In this notebook we use the segmentation models library built in PyTorch to train image segmentation models for the Magnetic tile defect dataset. This dataset is interesting because it is highly imbalanced, with less than 1% of pixels corresponding to the target class. Using the segmentation models library we can try several different loss functions, including binary cross entropy, focal losss, and Tversky loss to see their performance (see here for recommended loss functions). However, it turns out that using binary cross entropy is sufficient to get good results.

Aditionally, following an example in the segmentation models library, we'll use PyTorch Lightning to further simplify the training process in PyTorch and MLflow to log hyperparameters and metrics.

This code is built with the help of Detection of Surface Defects in Magnetic Tile Images by Dr. Mitra P. Danesh.

To install the required packages, usually it's sufficient to run the cell below (for example on Google Colab or Paperspace using the PyTorch runtime). If PyTorch is not installed, then uncomment the first line of the cell below to install it.
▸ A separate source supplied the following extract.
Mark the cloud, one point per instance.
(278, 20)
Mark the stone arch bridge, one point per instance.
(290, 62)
#!pip install torch torchvision 
!pip install -U git+https://github.com/qubvel/segmentation_models.pytorch
!pip install pytorch-lightning
!pip install mlflow
import os
import math
import random

import torch
import numpy as np
import segmentation_models_pytorch as smp
import pytorch_lightning as pl
from torch.utils.data import DataLoader
from torch.utils.data import Dataset as BaseDataset

from pytorch_lightning import Trainer
from pytorch_lightning.loggers import MLFlowLogger

# set the random seeds for reproducibility
random.seed(42)
torch.manual_seed(0)
np.random.seed(0)

Loading data

from torch.utils.data import random_split
import torchvision.transforms as transforms
from torch.utils.data import Dataset
from PIL import Image
from glob import glob

First download the data locally.

%%capture
!wget -O data.zip https://github.com/abin24/Magnetic-tile-defect-datasets./archive/master.zip
!unzip data.zip
!mv Magnetic-tile-defect-datasets.-master data
classes =['Blowhole', 'Crack','Free'] # classes/labels
image_paths = []

for c in classes:
    # retreive image file paths recursively
    images_found = glob('data/MT_' + c + '/Imgs/*.jpg',recursive=True) 
    if c== 'Free': # undersample the free class.
        image_paths.extend( images_found[:80] )
    else:
        image_paths.extend( images_found )        
    
random.shuffle(image_paths)
len(image_paths)
252

Dataset

Writing helper class for data extraction, tranformation and preprocessing
https://pytorch.org/docs/stable/data. Also see the binary segmentation intro in the segmentation models library for more details on designing the Dataset class. For more sophisticated data augmentations, see the albumentations library and specifically this.ipynb) notebook from segmentation models.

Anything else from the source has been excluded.